APELAÇÃO CÍVEL Nº 901.834-8, DE MARINGÁ - 6ª VARA CÍVEL APELANTE : BANCO SANTANDER (BRASIL) S/A.
APELADO : PAULO JEREMIAS DA SILVA RELATOR : DES. JOATAN MARCOS DE CARVALHO
Apelação Cível. Execução de título executivo extrajudicial. Não localização dos bens do devedor. Prescrição intercorrente. Inocorrência. Recurso provido. Suspensa a execução sem que tenha o credor dado causa, diante da ausência de bens encontrados para garantir a execução, não há que se falar em prescrição intercorrente.
VISTOS, relatados e discutidos estes autos de Apelação Cível nº 901.834-8, de Maringá - 6ª Vara Cível, em que é Apelante BANCO SANTANDER (BRASIL) S/A. e Apelado PAULO JEREMIAS DA SILVA.
1. RELATÓRIO:
Trata-se de apelação cível interposta nos autos de Execução de Título Extrajudicial, nº. 603/1991, contra a r. sentença (fls. 221/225) que julgou extinto o processo, nos termos do art. 269, inciso IV, do CPC, diante da consumação da prescrição intercorrente.

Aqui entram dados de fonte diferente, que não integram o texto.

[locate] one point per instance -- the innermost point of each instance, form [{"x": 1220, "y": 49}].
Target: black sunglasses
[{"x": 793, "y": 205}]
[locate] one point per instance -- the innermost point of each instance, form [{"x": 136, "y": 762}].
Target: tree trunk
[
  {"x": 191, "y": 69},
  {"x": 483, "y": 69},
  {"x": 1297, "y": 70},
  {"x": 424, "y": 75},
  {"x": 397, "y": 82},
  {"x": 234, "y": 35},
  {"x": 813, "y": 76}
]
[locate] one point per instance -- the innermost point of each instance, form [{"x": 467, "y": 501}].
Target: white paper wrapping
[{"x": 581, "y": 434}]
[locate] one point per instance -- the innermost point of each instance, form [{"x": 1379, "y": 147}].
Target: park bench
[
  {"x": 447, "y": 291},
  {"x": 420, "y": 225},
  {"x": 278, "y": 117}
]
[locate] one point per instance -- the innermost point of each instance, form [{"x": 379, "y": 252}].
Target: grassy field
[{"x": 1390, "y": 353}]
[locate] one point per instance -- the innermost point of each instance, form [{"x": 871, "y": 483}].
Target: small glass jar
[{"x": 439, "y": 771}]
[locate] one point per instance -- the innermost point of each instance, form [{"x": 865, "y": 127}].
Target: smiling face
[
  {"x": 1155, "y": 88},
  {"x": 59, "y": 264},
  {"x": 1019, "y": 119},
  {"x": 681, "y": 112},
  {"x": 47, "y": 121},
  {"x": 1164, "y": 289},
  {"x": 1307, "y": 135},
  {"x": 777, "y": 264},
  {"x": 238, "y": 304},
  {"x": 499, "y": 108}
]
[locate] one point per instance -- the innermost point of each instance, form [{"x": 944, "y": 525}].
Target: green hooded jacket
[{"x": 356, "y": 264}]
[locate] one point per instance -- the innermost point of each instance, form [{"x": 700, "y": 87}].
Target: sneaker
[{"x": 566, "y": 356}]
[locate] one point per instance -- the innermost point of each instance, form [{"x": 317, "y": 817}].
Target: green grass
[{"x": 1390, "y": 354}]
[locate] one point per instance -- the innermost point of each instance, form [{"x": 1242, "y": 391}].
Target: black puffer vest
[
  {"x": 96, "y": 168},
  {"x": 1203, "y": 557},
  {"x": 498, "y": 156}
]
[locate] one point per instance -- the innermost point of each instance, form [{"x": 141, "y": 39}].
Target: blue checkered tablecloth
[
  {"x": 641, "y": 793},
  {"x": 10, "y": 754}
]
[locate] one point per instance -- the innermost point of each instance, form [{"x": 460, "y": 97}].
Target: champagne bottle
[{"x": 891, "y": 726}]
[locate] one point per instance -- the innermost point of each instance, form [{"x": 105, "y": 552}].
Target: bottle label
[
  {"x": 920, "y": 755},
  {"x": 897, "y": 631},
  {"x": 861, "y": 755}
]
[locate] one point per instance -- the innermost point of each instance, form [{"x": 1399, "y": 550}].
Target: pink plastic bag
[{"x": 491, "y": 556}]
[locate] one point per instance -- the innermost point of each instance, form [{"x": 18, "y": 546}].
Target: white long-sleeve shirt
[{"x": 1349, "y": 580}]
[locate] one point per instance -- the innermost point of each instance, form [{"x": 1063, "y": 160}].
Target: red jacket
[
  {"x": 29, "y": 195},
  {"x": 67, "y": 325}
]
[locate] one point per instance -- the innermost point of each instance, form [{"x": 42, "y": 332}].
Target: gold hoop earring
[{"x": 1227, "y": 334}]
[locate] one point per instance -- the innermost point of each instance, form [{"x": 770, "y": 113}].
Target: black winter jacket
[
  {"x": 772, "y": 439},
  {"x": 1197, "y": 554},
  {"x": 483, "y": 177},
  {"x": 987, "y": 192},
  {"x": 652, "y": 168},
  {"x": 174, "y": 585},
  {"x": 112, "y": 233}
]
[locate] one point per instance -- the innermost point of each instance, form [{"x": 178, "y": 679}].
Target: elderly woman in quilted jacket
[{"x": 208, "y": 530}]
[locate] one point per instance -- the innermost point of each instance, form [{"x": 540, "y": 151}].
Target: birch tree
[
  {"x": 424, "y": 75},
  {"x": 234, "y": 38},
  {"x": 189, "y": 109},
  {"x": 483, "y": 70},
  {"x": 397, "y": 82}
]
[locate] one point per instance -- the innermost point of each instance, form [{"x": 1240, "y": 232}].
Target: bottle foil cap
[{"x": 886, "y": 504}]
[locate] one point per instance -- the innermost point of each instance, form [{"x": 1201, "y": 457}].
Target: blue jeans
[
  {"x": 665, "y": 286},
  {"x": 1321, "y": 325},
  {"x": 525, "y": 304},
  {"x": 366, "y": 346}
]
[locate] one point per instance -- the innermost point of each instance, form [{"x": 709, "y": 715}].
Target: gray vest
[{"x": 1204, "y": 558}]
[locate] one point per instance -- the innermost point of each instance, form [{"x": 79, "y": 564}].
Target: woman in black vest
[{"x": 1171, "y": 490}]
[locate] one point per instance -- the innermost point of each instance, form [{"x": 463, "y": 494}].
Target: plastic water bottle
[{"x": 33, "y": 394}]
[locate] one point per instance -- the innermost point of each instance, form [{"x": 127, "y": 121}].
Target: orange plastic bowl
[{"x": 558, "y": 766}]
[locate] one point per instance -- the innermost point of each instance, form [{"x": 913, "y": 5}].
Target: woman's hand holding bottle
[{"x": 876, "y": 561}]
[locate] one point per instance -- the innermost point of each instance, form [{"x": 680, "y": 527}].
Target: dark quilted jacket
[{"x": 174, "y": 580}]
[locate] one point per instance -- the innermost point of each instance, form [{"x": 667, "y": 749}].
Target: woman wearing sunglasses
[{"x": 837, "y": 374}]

Irresignado, BANCO SANTANDER (BRASIL) S/A. interpôs recurso de apelação (fls. 230/239), alegando, em síntese, que a prescrição intercorrente pressupõe a inércia do exeqüente e, além disso, o prazo não flui durante a suspensão do feito em virtude da não localização bens do executado.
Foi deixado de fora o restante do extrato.